Quand la terre est changée en un cachot humide,
Où l'Espérance, comme rue chauve-souris,
S'en va battant les murs de son aile timide
Et se cognant la tête à des plafonds pourris;

Quand la pluie étalant ses immenses traînées
D'une vaste prison imite les barreaux,
Et qu'un peuple muet d'infâmes araignées
Vient tendre ses filets au fond de nos cerveaux,

Des cloches tout à coup sautent avec furie
Et lancent vers le ciel un affreux hurlement,
Ainsi que des esprits errants et sans patrie
Qui se mettent à geindre opiniâtrement.

— Et de longs corbillards, sans tambours ni musique,
Défilent lentement dans mon âme; l'Espoir,
Vaincu, pleure, et l'Angoisse atroce, despotique,
Sur mon crâne incliné plante son drapeau noir.

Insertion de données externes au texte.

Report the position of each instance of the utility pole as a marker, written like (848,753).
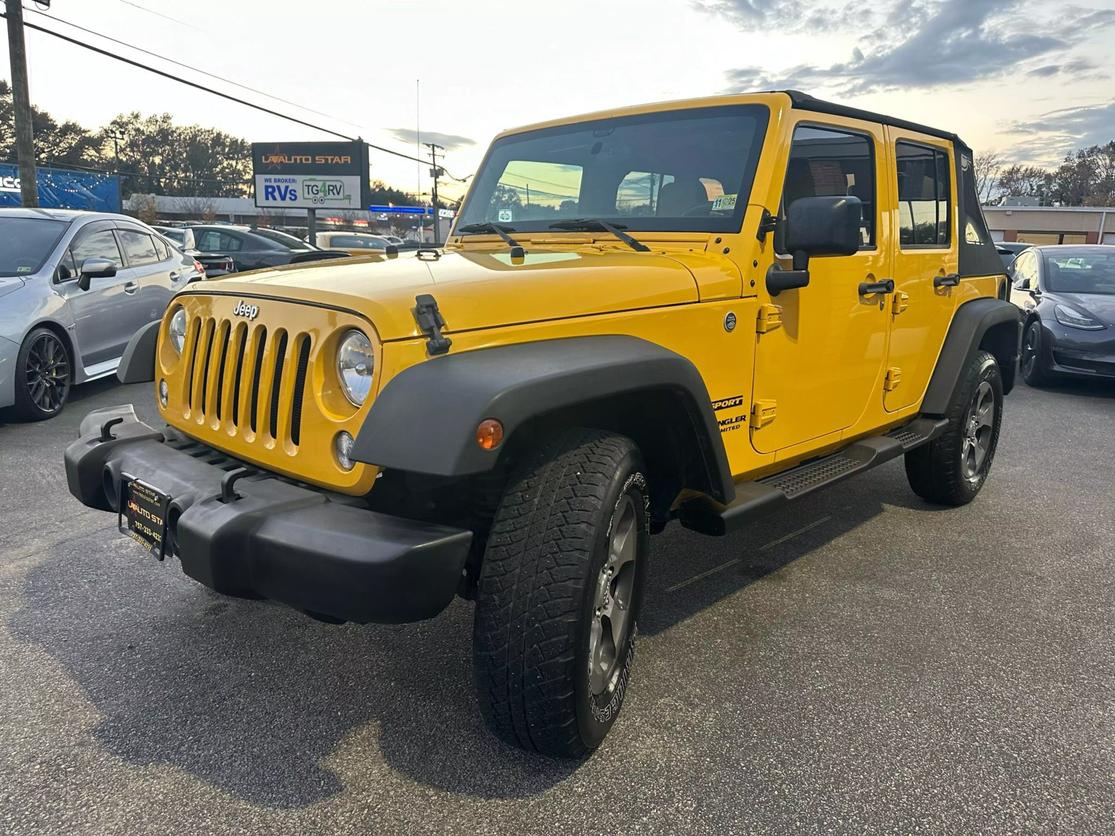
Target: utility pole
(21,100)
(435,172)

Baudelaire, Les Fleurs du Mal - Spleen LXXVIII

A la fin des trois cycles du désir amoureux commence le dernier cycle de la section, celui du « spleen ». Quatre poèmes, au cœur de ce cycle (LXXV (75), LXXVI (76), LXXVII (77), LXXVIII (78) ) portent tous le même titre. Ils sont accompagnés par le triste cortège d'autres pièces aux titres chaque fois plus sombres comme « Sépulture », « Le Tonneau de la haine », « Obsession », « Alchimie de la douleur », « Horreur sympathique », « L'Irrémédiable » ou encore le très désespéré « Goût du néant ».

Après avoir posé l'ambition de l'inaccessible Idéal, après s'être essayé aux tentations de la sensualité et de la spiritualité, le poète dresse le constat de la fatalité et du déshonneur de son être condamné à dire au mieux le vide de son désir. Poème constitué de cinq quatrains en alexandrins aux rimes croisées, « Spleen » traduit des impressions d'étreinte, d'oppression lugubre et d'étouffement malsain. L'emprunt par Baudelaire du mot « spleen » à la langue anglaise (très familière à ce traducteur d'Edgar Poe) pour donner un nom à son mal est par ailleurs significatif, « spleen » est en effet intraduisible en français si ce n'est par un jeu de périphrases aux accents du deuil et de la souffrance. Le spleen renvoie aux « humeurs noires » produites par la bile.

Mouvements

Premier mouvement (3 premiers quatrains): l'évocation de l'emprisonnement et de l'enfermement du poète
­Deuxième mouvement (2 derniers quatrains): le constat d'échec, l'enfoncement dans l'angoisse et la folie

Problématique possible

Comment Baudelaire représente-t-il son spleen ?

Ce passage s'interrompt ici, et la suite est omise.